By calling a service with multiple backends, we can validate that client traffic is balanced across the service replicas.

  1. $ kubectl -n default exec deploy/sleep -- sh -c 'for i in $(seq 1 10); do curl -s -I http://reviews:9080/; done'
  1. $ kubectl -n istio-system logs -l app=ztunnel | grep -E "outbound"
  2. --snip--
  3. 2024-05-04T10:11:04.964851Z info access connection complete src.addr=10.244.1.12:35520 src.workload="sleep-7656cf8794-r7zb9" src.namespace="default" src.identity="spiffe://cluster.local/ns/default/sa/sleep" dst.addr=10.244.1.9:15008 dst.hbone_addr="10.244.1.9:9080" dst.service="reviews.default.svc.cluster.local" dst.workload="reviews-v3-7d99fd7978-zznnq" dst.namespace="reviews" dst.identity="spiffe://cluster.local/ns/default/sa/bookinfo-reviews" direction="outbound" bytes_sent=84 bytes_recv=169 duration="2ms"
  4. 2024-05-04T10:11:04.969578Z info access connection complete src.addr=10.244.1.12:35526 src.workload="sleep-7656cf8794-r7zb9" src.namespace="default" src.identity="spiffe://cluster.local/ns/default/sa/sleep" dst.addr=10.244.1.9:15008 dst.hbone_addr="10.244.1.9:9080" dst.service="reviews.default.svc.cluster.local" dst.workload="reviews-v3-7d99fd7978-zznnq" dst.namespace="reviews" dst.identity="spiffe://cluster.local/ns/default/sa/bookinfo-reviews" direction="outbound" bytes_sent=84 bytes_recv=169 duration="2ms"
  5. 2024-05-04T10:11:04.974720Z info access connection complete src.addr=10.244.1.12:35536 src.workload="sleep-7656cf8794-r7zb9" src.namespace="default" src.identity="spiffe://cluster.local/ns/default/sa/sleep" dst.addr=10.244.1.7:15008 dst.hbone_addr="10.244.1.7:9080" dst.service="reviews.default.svc.cluster.local" dst.workload="reviews-v1-5fd6d4f8f8-26j92" dst.namespace="reviews" dst.identity="spiffe://cluster.local/ns/default/sa/bookinfo-reviews" direction="outbound" bytes_sent=84 bytes_recv=169 duration="2ms"
  6. 2024-05-04T10:11:04.979462Z info access connection complete src.addr=10.244.1.12:35552 src.workload="sleep-7656cf8794-r7zb9" src.namespace="default" src.identity="spiffe://cluster.local/ns/default/sa/sleep" dst.addr=10.244.1.8:15008 dst.hbone_addr="10.244.1.8:9080" dst.service="reviews.default.svc.cluster.local" dst.workload="reviews-v2-6f9b55c5db-c2dtw" dst.namespace="reviews" dst.identity="spiffe://cluster.local/ns/default/sa/bookinfo-reviews" direction="outbound" bytes_sent=84 bytes_recv=169 duration="2ms"

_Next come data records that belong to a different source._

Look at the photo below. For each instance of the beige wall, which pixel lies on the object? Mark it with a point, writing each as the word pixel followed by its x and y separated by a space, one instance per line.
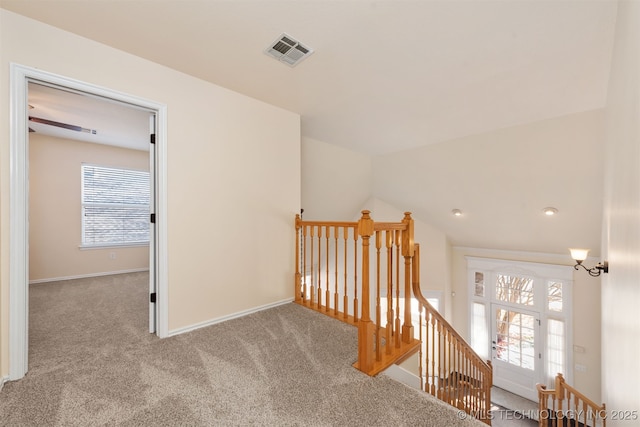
pixel 621 231
pixel 55 209
pixel 335 181
pixel 586 309
pixel 233 175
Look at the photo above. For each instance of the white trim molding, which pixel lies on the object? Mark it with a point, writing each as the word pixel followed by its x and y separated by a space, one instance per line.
pixel 20 76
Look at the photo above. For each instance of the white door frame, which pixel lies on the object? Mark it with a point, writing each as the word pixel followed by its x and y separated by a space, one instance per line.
pixel 19 204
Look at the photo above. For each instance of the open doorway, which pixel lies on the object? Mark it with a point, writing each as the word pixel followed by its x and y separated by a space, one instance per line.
pixel 24 80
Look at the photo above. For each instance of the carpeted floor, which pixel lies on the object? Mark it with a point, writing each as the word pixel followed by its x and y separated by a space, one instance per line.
pixel 92 362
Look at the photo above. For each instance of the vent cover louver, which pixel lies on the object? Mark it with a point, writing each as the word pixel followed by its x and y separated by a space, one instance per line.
pixel 288 50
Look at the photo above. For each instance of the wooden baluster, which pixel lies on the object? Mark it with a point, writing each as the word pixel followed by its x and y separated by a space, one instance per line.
pixel 407 253
pixel 345 304
pixel 560 395
pixel 327 298
pixel 421 352
pixel 389 246
pixel 298 277
pixel 365 325
pixel 305 291
pixel 336 231
pixel 355 276
pixel 378 235
pixel 436 383
pixel 397 320
pixel 312 285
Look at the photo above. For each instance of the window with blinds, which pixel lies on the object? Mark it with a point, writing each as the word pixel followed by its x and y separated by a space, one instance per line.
pixel 115 206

This is a round robin load balancing algorithm and is separate from and independent of any load balancing algorithm that may be configured within a VirtualService’s TrafficPolicy field, since as discussed previously, all aspects of VirtualService API objects are instantiated on the Waypoint proxies and not the ztunnel proxies.

Observability of ambient mode traffic

In addition to checking ztunnel logs and other monitoring options noted above, you can also use normal Istio monitoring and telemetry functions to monitor application traffic using the ambient data plane mode.

If a service is only using the secure overlay provided by ztunnel, the Istio metrics reported will only be the L4 TCP metrics (namely istio_tcp_sent_bytes_total, istio_tcp_received_bytes_total, istio_tcp_connections_opened_total, istio_tcp_connections_closed_total). The full set of Istio and Envoy metrics will be reported if a waypoint proxy is used.